I’ve been using a bazooka screen and love it (i.e. doesn’t float like the water supply braids). I mash at a 1.75 qts/lb and find I need almost the same amount of sparge water.
Just hit about 80% mash efficiency using the Cheap’N’Easy method mash tun on the Octoberfest I just did this past weekend.
I always worried it was going to knock it loose when I was stirring the mash. Also, I made it too long, which is probably why it floated so easy. It wasn’t until I switched to a bazooka screen that I realized it didn’t need to be that long.
Yeah, that would be the issue. Keep in mind that all the draining happens at the outlet…wort doesn’t enter and flow down a porous braid. 2-3 inches is plenty and won’t get in the way.
I have one tun with a braid and one with a bazooka. The only major advantage of the bazooka is the durability. I need primp my braid before every batch.

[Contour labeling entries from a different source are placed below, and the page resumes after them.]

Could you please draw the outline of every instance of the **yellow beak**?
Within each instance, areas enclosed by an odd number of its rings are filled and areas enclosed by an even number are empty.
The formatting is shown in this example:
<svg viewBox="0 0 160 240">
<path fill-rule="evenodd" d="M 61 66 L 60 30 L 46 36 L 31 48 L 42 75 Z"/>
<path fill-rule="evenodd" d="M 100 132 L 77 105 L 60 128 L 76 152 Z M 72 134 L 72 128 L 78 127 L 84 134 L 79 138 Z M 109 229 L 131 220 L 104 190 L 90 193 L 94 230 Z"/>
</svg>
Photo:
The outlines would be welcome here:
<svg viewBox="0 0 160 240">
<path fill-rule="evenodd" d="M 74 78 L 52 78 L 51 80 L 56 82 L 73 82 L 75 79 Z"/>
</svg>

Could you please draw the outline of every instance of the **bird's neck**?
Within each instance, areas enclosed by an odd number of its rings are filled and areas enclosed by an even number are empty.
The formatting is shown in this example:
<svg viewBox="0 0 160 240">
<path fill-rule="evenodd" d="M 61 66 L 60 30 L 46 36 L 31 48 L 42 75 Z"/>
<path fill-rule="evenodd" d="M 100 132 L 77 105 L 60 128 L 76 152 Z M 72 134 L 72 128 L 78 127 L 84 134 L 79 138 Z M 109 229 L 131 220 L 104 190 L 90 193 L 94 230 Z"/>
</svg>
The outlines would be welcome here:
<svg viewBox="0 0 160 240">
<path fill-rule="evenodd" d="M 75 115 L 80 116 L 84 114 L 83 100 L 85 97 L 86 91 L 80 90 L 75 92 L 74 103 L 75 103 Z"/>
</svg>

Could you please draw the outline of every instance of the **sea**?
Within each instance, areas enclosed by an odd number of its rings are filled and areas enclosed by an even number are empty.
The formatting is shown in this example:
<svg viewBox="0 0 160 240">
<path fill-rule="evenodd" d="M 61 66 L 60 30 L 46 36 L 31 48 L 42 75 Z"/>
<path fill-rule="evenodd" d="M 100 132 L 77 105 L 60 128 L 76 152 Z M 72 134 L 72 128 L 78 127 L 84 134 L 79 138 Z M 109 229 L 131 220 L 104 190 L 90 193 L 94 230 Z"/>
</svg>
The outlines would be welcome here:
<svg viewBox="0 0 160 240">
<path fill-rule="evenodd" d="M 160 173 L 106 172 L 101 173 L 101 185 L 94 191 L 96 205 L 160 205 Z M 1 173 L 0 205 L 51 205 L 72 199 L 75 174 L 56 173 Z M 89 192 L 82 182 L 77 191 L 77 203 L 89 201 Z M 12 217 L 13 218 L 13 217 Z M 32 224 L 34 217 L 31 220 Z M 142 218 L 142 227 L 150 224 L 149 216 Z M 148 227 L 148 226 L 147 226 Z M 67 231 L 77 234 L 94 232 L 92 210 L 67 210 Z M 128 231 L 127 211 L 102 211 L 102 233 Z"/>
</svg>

No clue on my brand, bought it from my local ace 8 years ago. It just gets pounded when stirring in the grains and spathe water. I don’t think it affects anything either way.
I am curious… how many and what size holes are on the underside of the copper? Or does it matter?
I have had slow flow/drain issues on my last two batches with my braid. I haven’t figured out exactly what I am doing wrong or changed, yet. I have done 12 or so batches without problems. No crush changes. It may be timing of my lifting of the tun on a 2x4 block to drain everything. Any ideas are appreciated…
using a hacksaw, you make slices in bottom side about every 1/4". I switched over 4-years ago now and been happy with my system. drain evenly, never clogs, no stuck sparge, and great efficiency at 85+ (good crush and batch sparge also contributes to this).